August 18 promises to be a landmark day in Miami-Dade County for the multitude of unmarried couples living in long-term, committed relationships.
At 10 a.m. the Miami-Dade community services department will open the county’s first domestic partnership registry. County commissioners approved the measure May 20, with an 8 - 4 vote.
The decision was hailed as a thorough, if not long overdue, victory for the gay community and for countless unmarried straight couples.
As the department prepares for what could be dozens of gay and straight couples lining up on the ninth floor of the county building to be among the first to register, Amendment 2—the statewide measure to recognize only one-man-one-woman marriages—looms on the Nov. 4 ballot.
If 60 percent of Florida voters approve it, Amendment 2 could render the county registry null and void.
That threat, however, is not enough to scare off as many as 30 couples whom GLBT organizers expect to register Monday.
Sonya Perez, a spokesperson for the community services department, said the county will provide the couples a waiting room and an on-premises notary Monday to help finalize the documents of those couples who have not yet finished their paperwork. County workers will be specially assigned to handle the amount of applications on Monday as well, Perez said.
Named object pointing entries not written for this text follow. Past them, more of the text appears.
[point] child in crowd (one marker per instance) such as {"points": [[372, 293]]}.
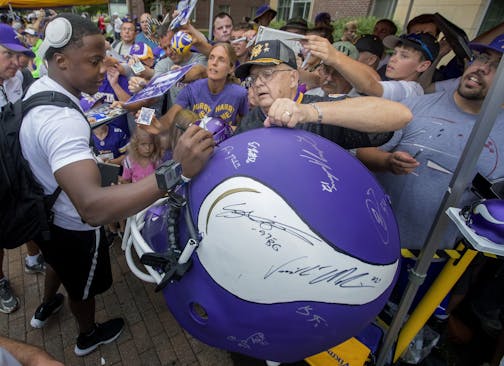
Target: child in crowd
{"points": [[143, 157], [110, 143]]}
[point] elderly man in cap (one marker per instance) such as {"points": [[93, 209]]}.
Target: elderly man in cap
{"points": [[264, 15], [426, 152], [272, 73], [413, 54], [11, 90], [117, 22]]}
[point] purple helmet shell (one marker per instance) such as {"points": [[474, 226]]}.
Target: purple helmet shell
{"points": [[487, 220], [219, 128], [299, 247]]}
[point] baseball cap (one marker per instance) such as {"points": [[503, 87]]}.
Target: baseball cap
{"points": [[263, 9], [297, 23], [9, 39], [423, 42], [142, 50], [323, 17], [267, 53], [496, 45], [370, 43], [30, 32], [347, 48]]}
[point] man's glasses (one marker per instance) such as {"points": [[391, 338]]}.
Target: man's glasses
{"points": [[485, 59], [264, 75], [416, 38], [9, 55]]}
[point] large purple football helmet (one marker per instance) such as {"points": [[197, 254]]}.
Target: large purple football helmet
{"points": [[298, 246]]}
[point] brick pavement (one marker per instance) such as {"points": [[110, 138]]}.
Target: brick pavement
{"points": [[151, 336]]}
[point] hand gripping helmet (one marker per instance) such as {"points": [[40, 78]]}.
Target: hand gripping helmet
{"points": [[486, 218], [298, 247], [181, 42], [219, 128]]}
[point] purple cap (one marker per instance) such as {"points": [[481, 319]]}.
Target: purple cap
{"points": [[142, 50], [9, 39], [496, 45], [263, 9]]}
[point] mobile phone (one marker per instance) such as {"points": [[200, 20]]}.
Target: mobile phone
{"points": [[145, 117]]}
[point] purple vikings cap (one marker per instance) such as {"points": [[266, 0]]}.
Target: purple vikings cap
{"points": [[9, 39], [496, 45], [142, 50], [267, 53], [263, 9]]}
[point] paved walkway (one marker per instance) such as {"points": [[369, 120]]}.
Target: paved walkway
{"points": [[151, 336]]}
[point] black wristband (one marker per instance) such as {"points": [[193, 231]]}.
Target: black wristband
{"points": [[168, 175]]}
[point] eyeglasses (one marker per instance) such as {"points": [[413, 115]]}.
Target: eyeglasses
{"points": [[264, 75], [485, 59], [9, 55], [416, 38]]}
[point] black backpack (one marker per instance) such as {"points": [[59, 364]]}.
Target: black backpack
{"points": [[25, 210]]}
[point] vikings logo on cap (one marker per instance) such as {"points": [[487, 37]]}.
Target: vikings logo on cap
{"points": [[181, 42], [298, 251]]}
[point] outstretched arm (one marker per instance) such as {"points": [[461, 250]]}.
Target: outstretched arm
{"points": [[362, 77], [366, 114]]}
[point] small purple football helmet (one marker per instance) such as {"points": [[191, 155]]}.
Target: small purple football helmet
{"points": [[219, 128], [486, 218]]}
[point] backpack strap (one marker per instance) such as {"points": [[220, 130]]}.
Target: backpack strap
{"points": [[50, 98]]}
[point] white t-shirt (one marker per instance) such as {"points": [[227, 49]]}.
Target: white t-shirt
{"points": [[13, 88], [398, 90], [52, 137]]}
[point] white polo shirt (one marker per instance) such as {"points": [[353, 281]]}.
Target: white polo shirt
{"points": [[52, 137]]}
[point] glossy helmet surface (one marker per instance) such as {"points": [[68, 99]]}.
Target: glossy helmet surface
{"points": [[181, 42], [219, 128], [299, 248], [486, 218]]}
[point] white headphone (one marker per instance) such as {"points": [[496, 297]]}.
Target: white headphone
{"points": [[58, 32]]}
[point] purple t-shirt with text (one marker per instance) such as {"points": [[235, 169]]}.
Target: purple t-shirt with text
{"points": [[226, 105]]}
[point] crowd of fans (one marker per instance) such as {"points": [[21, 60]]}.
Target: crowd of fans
{"points": [[356, 92]]}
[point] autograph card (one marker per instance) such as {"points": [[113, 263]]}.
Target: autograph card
{"points": [[185, 8], [137, 67], [145, 117]]}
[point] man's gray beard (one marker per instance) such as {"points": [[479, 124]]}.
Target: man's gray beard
{"points": [[471, 96]]}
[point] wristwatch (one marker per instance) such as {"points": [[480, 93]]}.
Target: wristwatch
{"points": [[168, 175]]}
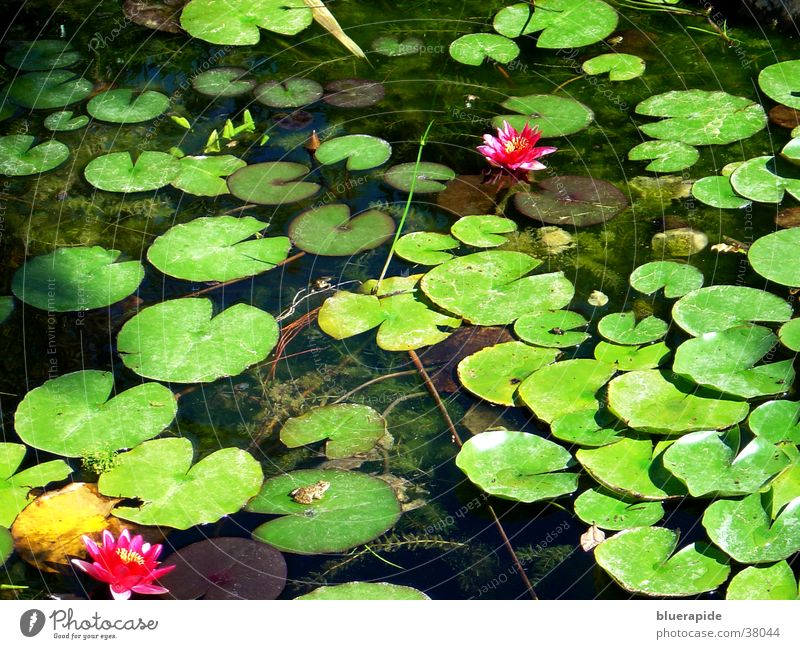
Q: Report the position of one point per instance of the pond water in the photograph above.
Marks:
(446, 542)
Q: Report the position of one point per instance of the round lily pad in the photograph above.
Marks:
(654, 402)
(174, 492)
(217, 249)
(53, 89)
(612, 512)
(360, 151)
(225, 568)
(179, 341)
(272, 183)
(494, 287)
(716, 308)
(576, 201)
(474, 49)
(75, 415)
(236, 22)
(494, 373)
(425, 177)
(552, 115)
(18, 156)
(329, 230)
(353, 93)
(676, 279)
(123, 107)
(76, 279)
(223, 82)
(643, 560)
(350, 428)
(553, 328)
(117, 172)
(353, 510)
(700, 117)
(517, 466)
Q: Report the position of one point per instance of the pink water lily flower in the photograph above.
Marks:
(514, 151)
(126, 564)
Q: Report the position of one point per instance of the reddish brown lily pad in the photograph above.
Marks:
(576, 201)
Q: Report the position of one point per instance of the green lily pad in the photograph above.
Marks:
(355, 509)
(223, 82)
(350, 428)
(329, 230)
(494, 373)
(53, 89)
(773, 582)
(554, 328)
(425, 248)
(779, 82)
(176, 493)
(425, 178)
(237, 22)
(180, 341)
(43, 54)
(122, 107)
(63, 120)
(716, 308)
(654, 402)
(553, 116)
(117, 172)
(76, 279)
(291, 93)
(620, 67)
(643, 560)
(667, 155)
(717, 191)
(700, 117)
(742, 529)
(203, 175)
(726, 361)
(565, 387)
(360, 151)
(755, 179)
(405, 321)
(474, 49)
(632, 467)
(217, 249)
(676, 279)
(75, 415)
(517, 466)
(493, 287)
(623, 328)
(360, 590)
(707, 462)
(18, 156)
(563, 23)
(15, 488)
(483, 230)
(272, 183)
(612, 512)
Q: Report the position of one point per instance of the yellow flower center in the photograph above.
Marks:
(129, 556)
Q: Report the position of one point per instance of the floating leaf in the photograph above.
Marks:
(179, 341)
(75, 415)
(350, 428)
(76, 279)
(643, 560)
(175, 493)
(517, 466)
(217, 249)
(654, 402)
(493, 287)
(18, 156)
(355, 509)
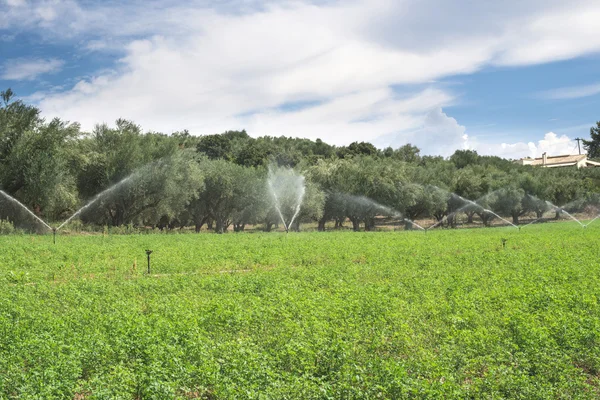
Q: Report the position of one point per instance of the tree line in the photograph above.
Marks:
(167, 181)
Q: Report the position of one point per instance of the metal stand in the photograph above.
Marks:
(148, 252)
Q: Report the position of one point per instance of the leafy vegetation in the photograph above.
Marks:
(169, 181)
(449, 314)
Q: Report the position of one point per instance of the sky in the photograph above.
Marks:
(510, 78)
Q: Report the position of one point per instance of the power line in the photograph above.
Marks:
(579, 144)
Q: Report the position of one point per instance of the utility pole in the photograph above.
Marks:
(579, 144)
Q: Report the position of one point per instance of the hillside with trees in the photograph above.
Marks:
(219, 180)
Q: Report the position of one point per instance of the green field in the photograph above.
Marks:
(305, 316)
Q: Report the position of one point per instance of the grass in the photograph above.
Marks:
(449, 314)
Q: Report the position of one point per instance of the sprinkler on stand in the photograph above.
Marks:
(148, 252)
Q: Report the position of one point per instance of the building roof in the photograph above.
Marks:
(578, 160)
(562, 160)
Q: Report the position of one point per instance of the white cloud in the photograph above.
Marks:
(28, 69)
(205, 69)
(435, 134)
(573, 92)
(16, 3)
(552, 144)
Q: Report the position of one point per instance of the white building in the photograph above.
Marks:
(579, 161)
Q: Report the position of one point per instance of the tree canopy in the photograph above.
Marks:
(220, 180)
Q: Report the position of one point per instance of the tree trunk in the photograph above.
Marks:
(539, 214)
(470, 215)
(219, 225)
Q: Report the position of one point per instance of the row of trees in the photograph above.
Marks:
(150, 178)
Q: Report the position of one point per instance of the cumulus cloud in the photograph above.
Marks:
(29, 69)
(552, 144)
(435, 134)
(196, 67)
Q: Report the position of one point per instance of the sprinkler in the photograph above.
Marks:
(148, 252)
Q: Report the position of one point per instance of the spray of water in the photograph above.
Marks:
(595, 218)
(276, 203)
(100, 195)
(17, 202)
(287, 189)
(562, 210)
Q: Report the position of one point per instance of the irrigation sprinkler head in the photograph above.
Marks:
(148, 252)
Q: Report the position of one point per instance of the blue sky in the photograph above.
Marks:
(513, 79)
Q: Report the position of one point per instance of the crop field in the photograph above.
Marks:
(453, 314)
For two Miami couples, attorneys Mark Balzli and Jeff Hearne, and gay activist Kirk Arthur and chemical engineer Alfredo Iglesias, the event is more than just a photo op.
Both couples say the registry is a small step toward a larger goal: that of marriage equality.
Both couples have children. Balzli and Hearne, together for six years, are raising their son Aidan, who, at 8 years-old, is obsessed with dinosaurs. Arthur and Iglesias’ 19 year-old son Alfie lives on his own in San Diego, Calif.
Together the couples represent two successful gay families at different points in their lives. And each have taken measures to get some form of legal recognition for their union. The attorneys were among the first couples to register as domestic partners in Miami Beach in 2003. Arthur and Iglesias were married July 11 in California. Their marriage, however, is not legally recognized in Florida due to current state laws.
Both couples said they were determined to step forward to be officially recognized here at home.
“The legislation says the county will honor our partnership,” Balzli said. “It’s not going to hurt. We have an eight-year-old boy and we don’t want to have issues.”
The registry is especially beneficial to GLBT families with children: Florida is the only state in the U.S. that specifically outlaws gay couples from adopting together, and while the registry does not overturn that law, it does provide limited legal recognition of guardianship for both parents.
The Miami-Dade registry will also give couples more leverage in emergency circumstances to deal with their finances and property in case one of them passes away.
“It’s not marriage, but it’s a start,” said Orlando Gonzales, SAVE’s interim executive director. “After we achieve [marriage] then there will be another celebration.”
For the meantime, Gonzales said, the new registry provides an opportunity for the public to break through preconceived notions about the gay community. He said the registry will help “quantify” how many GLBT people are in serious committed family relationships. That information, he said, will help inform future policy making.
Like most gay couples who’ve built lives together, Arthur and Iglesias say they don’t need a certificate to define their relationship, after 13 years together in a committed relationship.
But Arthur and Iglesias said the new registry provides an extra measure of security. Aside from establishing a legal recognition of their bond, being registered will serve to keep things, “straight” with the public.
“It solves a lot of the ambiguities,” Iglesias said.
“It just feels good,” Arthur chimes in. “You have a word that people understand, and there’s no question.”
Miami-Dade’s registry is the latest controversial issue to swing in the gay community’s favor. In 2002, SAVE was instrumental in beating a repeal of the county’s Human Rights Ordinance which barred sexual orientation discrimination. The county was at the center of the 1970s gay movement when county commissioners defeated Anita Bryant’s Save Our Children campaign, which would have repealed a local Dade county ordinance that prohibited discrimination based on sexual orientation.
Heddy Peña, SAVE’s former executive director, played a key role in winning commissioner’s support for the Miami-Dade registry. She said while she recognizes the historic nature of the inaugural date, she is not quite ready to celebrate.
“For the moment it’s a step forward,” she said. “But in the long run, depending on what happens with Amendment 2, it could be a step back.”
Peña stepped down from SAVE last week to focus her efforts on the campaign to defeat Amendment 2, which threatens to disband the registry if approved by voters Nov. 4. She said she will be “showing up” to the county building Monday.
SAVE’s board of directors will likely announce its choice for its next executive director, Gonzales said. In the meantime the organization will focus on defeating Amendment 2, and thus protecting the rights that the Miami Dade registry provides.